Several presenters during this plenary session discussed CMV disease. Dr. Jane Deayton from London reported on a prospective study that evaluated the efficacy of HAART in clearing CMV viraemia . The median CMV viral load in patients prior to HAART was 4.90 log10 copies/mL. After 6 months of HAART therapy, this viral load had declined 2.6 log10 copies/mL, which equated to a mean antiviral efficacy of the regenerating immune system of 61.5%, which can be compared to that of gangciclovir’s mean efficacy of 91.5% against wild type CMV. Dr. Deayton believes that this finding of efficient viral clearance by a regenerating immune system lends support to the concept that the reconstituted immune system is capable of CMV control without CMV antiviral therapy. She noted, however, that the extent and time course of this clearance may be highly variable and dependent on a number of factors, including the number of CMV-specific precursor cells which remain prior to HAART and the rapidity of their differentiation.
The findings of Dr. Deayton explain the findings of several clinical studies, including one presented by her at this conference , indicating that primary and secondary CMV therapy can be safely discontinued in patients with a CD4+ cell count greater than 100 cells/mm3 on HAART; however, it also should encourage continuation of that therapy until the patient is clearly in the safety zone of CD4+ cell count for a significant period of time. Further, as the study by Dr. Deayton shows, patients who have CMV therapy discontinued need to be monitored carefully for evidence of a recurrence of their retinitis or viraemia. Three patients in Dr. Deayton’s study had recurrence of their CMV viraemia, one because of neutropenia associated with hydroxyurea and 2 who had a virologic failure of their HAART regimen, and this was associated in one patient with CMV resistance. Therefore, Dr. Deayton recommends genotyping of CMV for resistance mutations if treatment of CMV disease becomes necessary following HAART failure.

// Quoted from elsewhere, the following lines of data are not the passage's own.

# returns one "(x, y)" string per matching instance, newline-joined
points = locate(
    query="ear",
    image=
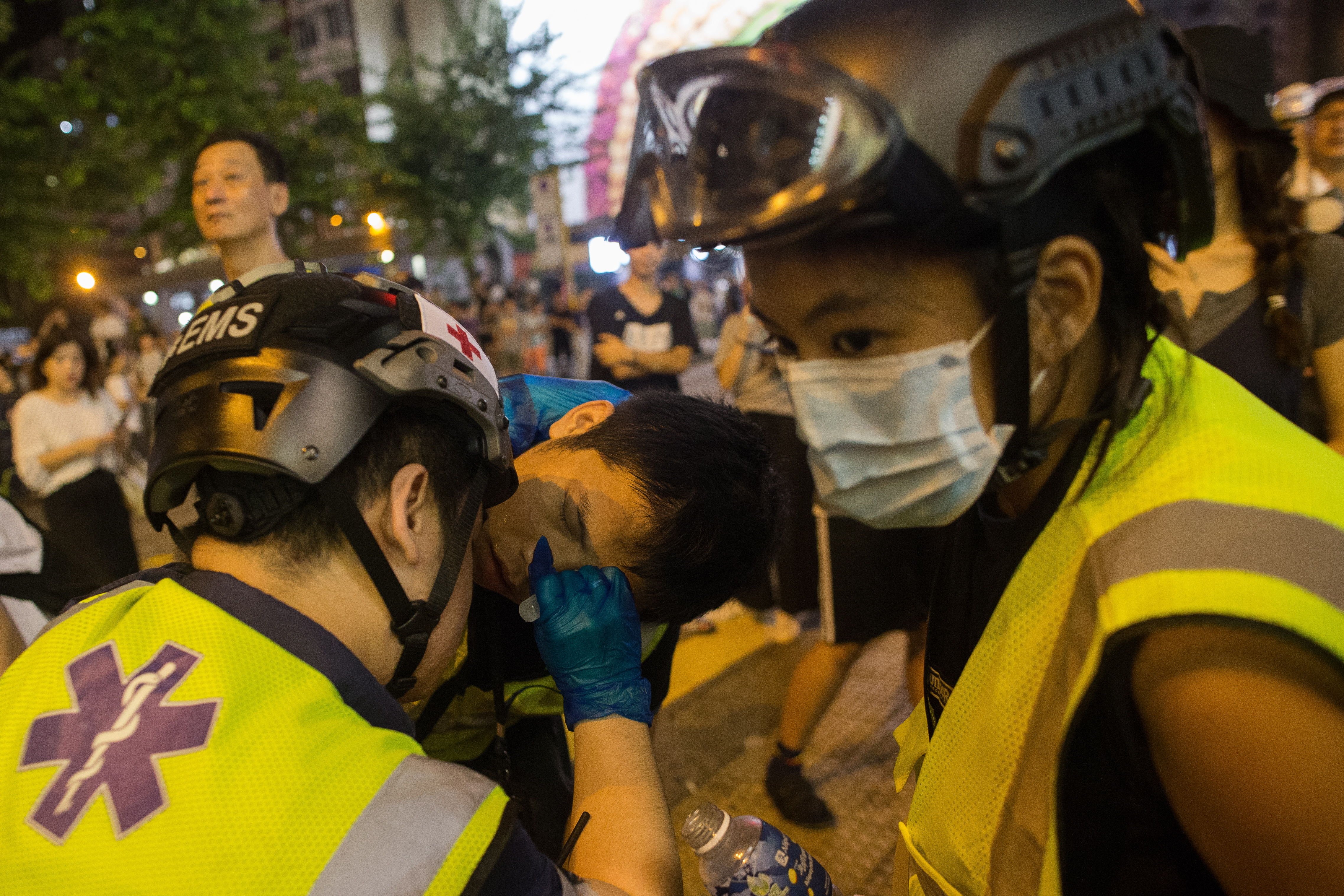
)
(581, 418)
(279, 198)
(411, 519)
(1064, 300)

Finally, to end on a note of caution, we have all seen or heard of a patient that had an OI such as CMV retinitis despite having recovered a CD4+ cell count that should have taken them out of risk for that disease. Most of us are also familiar with the data that indicates that certain holes in the patient’s immunologic repertoire may persist, despite significant immune reconstitution. Dr. Sung-Chin Pan from Taiwan presented data indicating that some patients that have a marked rise in their CD4+ cell count may still lack the CMV-specific CD4+ cell reactivity necessary to prevent or control CMV disease .
He proposed that post-HAART CMV retinitis may be due to a poorly reconstituted immune system response to CMV and proposed the testing of CMV-specific immune reactivity in high-risk patients who may benefit from continued CMV prophylaxis or treatment.
This is certainly a good suggestion and may have application to all prophylaxis discontinuation; however, most clinicians will not have this testing available on a routine basis and cost-effectiveness will certainly be at issue given that most patients appear to reconstitute adequately against the common OIs. An alternative, but not as elegant proposal, is to continue a high degree of vigilance for OIs in all patients who reconstitute with HAART and take prompt action if OI symptoms or signs appear.